Sunday, July 14

Charged Silence


During a sabbatical summer rest is our activity.  Actively resting says, "No, no, no."  Choosing just the most delightful people, places, experiences.  It means oceans and decks; pen, paper, books and rising early to connect with the air outside, exhale the staleness within.  It means journeys, terrestrial and principal. It means that sometimes I invite and sometimes I don't and sometimes I remember loneliness and pay her some attention for a while.

Silence is a cousin of rest; sabbatical offers a host of it.  We abide in it because we know it will have an end.  Sometimes we actively hold our hands back, left grabbing onto right, from the text, the status, the habitual chatter.  Holding my tongue so my ears can advance.  Silence and trust go hand in hand.  

But silence startles at first.  The quiet gasp at the end of an opus, dominant chord echoing in the concert hall before that first eager listener dares to clap.  The uneasy end of a spoken prayer, each of us looking sheepishly down, averting the eyes.  The last breath of a life dearly loved. Who speaks first and dares to enter that space with anything but a sob for what has passed by and touched us?
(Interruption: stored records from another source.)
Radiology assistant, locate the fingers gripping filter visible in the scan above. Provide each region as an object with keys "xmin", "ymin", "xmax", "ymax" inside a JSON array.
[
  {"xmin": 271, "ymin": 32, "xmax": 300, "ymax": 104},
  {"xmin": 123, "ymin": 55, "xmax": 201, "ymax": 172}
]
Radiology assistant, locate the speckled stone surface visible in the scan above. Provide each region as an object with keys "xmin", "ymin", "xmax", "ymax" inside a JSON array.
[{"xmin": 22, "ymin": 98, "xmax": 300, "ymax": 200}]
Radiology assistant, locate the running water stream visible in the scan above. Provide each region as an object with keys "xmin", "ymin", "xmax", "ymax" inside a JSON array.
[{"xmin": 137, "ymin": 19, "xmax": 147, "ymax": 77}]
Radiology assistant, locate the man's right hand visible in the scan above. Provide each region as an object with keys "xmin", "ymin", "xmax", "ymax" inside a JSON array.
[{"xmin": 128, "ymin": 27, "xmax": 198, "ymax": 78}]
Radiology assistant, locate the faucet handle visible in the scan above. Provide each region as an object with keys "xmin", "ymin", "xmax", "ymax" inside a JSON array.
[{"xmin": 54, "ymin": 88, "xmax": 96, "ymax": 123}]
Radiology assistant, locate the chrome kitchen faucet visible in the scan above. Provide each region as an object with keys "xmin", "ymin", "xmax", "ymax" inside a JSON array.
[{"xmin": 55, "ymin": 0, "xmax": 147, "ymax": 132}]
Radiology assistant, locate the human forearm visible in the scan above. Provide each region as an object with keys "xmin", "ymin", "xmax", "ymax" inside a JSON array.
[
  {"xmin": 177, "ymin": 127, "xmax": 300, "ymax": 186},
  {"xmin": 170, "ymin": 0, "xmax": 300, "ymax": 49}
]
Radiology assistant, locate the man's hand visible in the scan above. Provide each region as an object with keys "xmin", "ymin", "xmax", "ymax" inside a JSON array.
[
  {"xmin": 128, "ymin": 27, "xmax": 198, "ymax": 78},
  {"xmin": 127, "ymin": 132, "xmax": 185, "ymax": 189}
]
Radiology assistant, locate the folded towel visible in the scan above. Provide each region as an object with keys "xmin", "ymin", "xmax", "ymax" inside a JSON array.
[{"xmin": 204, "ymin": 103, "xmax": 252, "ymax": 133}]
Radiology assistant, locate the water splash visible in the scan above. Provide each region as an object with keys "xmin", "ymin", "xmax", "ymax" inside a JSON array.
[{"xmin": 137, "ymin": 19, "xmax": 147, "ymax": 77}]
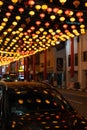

This is charged silence; when the scent of a thing still lingers and we can almost touch the tails of it. This is where I sit before the boys rise: This moment after I give the airport kiss and drive home alone to the bed with his imprint on the pillow, razor wet on the sink, breakfast dish on the counter. The place we've built with our hands.  The boys we've made and shaped.  Twenty years of history charges this silence with sadness and gratitude.  Now the first one awakes and I leave the silence and begin the stirring.

When we're not afraid to hear the silence, to ease ourselves into her pool though the water rises so quickly as if to choke us, we float back into life with fullness.  Pause at the end of a passage before paddling out.  Note a completion.  Give nod to a close. Let all that came before do its reverberating work in the quiet channels of our souls and remember and trust it to finish.